Outside the ocean quiets itself, waves receding in shyness, soft spoken, with the shadowed fauna of the surface straining over to hear of their lapping. It was easy for anyone to be dazzled, momentarily. Brought in by the darkness of a moonless night. Much of the light had gone but a single room in a crowd of houses. Where the pantry creaks and old floorboards bend, window panes shudder. Consciousness, so easy to fragment in the convergence of wallpaper and polish. Brought back only by the clinking of glass left by a window ledge, blinking at the little residue that had pooled at the bottom of the cup as he remembers. Something is a miss, the room too empty; he needed to return. Flight of an owl swooping low as it flees, that he misses as he folds himself into dark hallways.
It comes to him naturally, finding the path that weaves himself back to life, voices filling around him ever closer to fullness. Beyond him, already halfway down the hall, Arthur walks, always a few spaces ahead it seems, as he follows. Watching the moment his shadow warms and the buzz starts to surface, the outline of the door glowing invitingly, like seeing the city passing in travel, teeming with life and possibilities, a never-ending point of beginning.
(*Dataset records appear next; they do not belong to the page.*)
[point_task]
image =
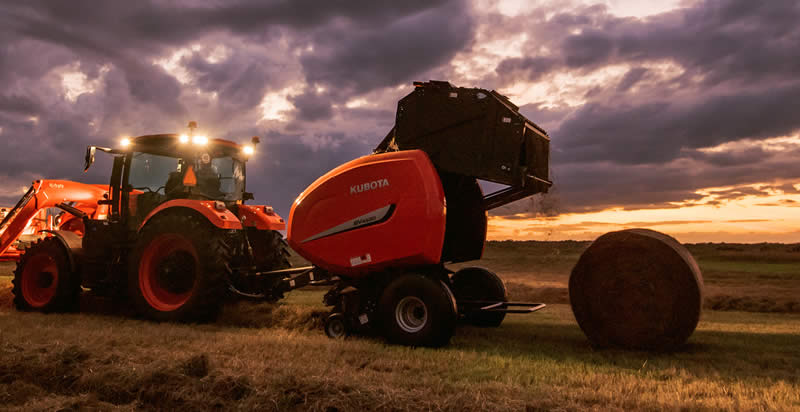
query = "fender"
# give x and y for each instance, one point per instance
(222, 219)
(261, 217)
(73, 245)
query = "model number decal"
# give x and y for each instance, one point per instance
(375, 184)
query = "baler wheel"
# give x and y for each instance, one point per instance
(417, 311)
(479, 284)
(44, 280)
(178, 269)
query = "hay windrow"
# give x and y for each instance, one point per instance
(636, 288)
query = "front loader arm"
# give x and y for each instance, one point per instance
(44, 194)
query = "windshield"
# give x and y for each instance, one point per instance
(219, 178)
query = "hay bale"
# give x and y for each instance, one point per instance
(637, 289)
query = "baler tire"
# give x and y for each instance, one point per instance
(186, 240)
(476, 283)
(415, 310)
(33, 291)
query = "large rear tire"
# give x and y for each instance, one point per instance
(479, 284)
(44, 280)
(178, 269)
(417, 311)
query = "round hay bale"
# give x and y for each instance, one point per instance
(636, 289)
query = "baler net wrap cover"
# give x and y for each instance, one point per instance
(471, 132)
(636, 288)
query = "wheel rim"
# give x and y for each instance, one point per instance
(411, 314)
(40, 280)
(168, 272)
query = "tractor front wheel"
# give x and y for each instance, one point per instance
(418, 311)
(44, 280)
(178, 269)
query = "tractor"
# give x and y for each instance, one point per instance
(172, 233)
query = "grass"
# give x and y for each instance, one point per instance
(275, 357)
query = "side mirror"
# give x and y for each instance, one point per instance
(90, 150)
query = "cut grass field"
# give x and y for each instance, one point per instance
(275, 356)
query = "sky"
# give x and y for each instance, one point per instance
(680, 116)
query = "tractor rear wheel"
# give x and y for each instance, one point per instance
(44, 280)
(417, 311)
(178, 269)
(479, 284)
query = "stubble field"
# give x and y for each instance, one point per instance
(745, 354)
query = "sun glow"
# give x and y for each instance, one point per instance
(773, 216)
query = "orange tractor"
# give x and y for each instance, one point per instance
(170, 232)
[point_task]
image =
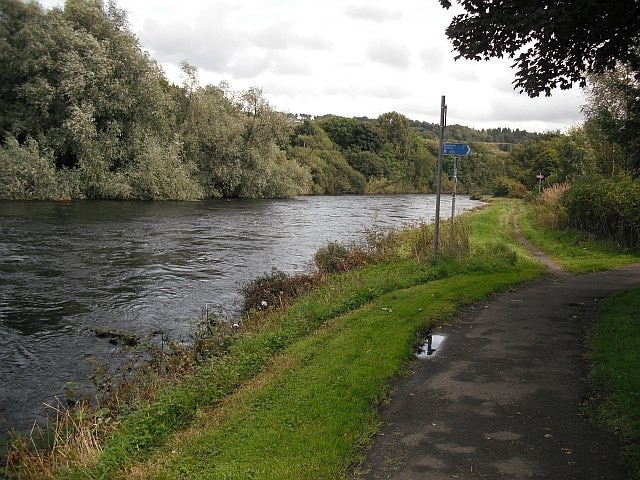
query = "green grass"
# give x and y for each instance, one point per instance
(341, 344)
(296, 396)
(615, 355)
(307, 420)
(575, 251)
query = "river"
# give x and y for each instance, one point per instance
(69, 268)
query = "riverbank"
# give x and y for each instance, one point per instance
(315, 373)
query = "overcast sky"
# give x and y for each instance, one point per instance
(343, 57)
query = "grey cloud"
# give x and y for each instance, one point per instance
(389, 53)
(279, 37)
(563, 108)
(211, 48)
(432, 59)
(373, 14)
Though just as he comes to meet him he falters his steps, not quite there yet, turning his head back, caught at a point, sepia hued. A part of him was still echoing with a hollowness that sought for something to fill its place. Of all the infinite things he could be. Until a voice calls, his hand by the door, a certain magnetism that breaks his spell.
“Kiku.”
He says his name like a surge in the sea. The recall, so definite he sways, finding his feet, fully in form and coming towards him. Remembering then what he’d been searching for all evening laid right there, between two people, most human of all. Raking golden curls through his fingers, the fit of each shape, hands to his waist, to cup gently on his cheek. His lips search for his, savouring the last of the summer, in the connection of their breaths its end, and Kiku finds that yesterday tasted sweetest on his lips.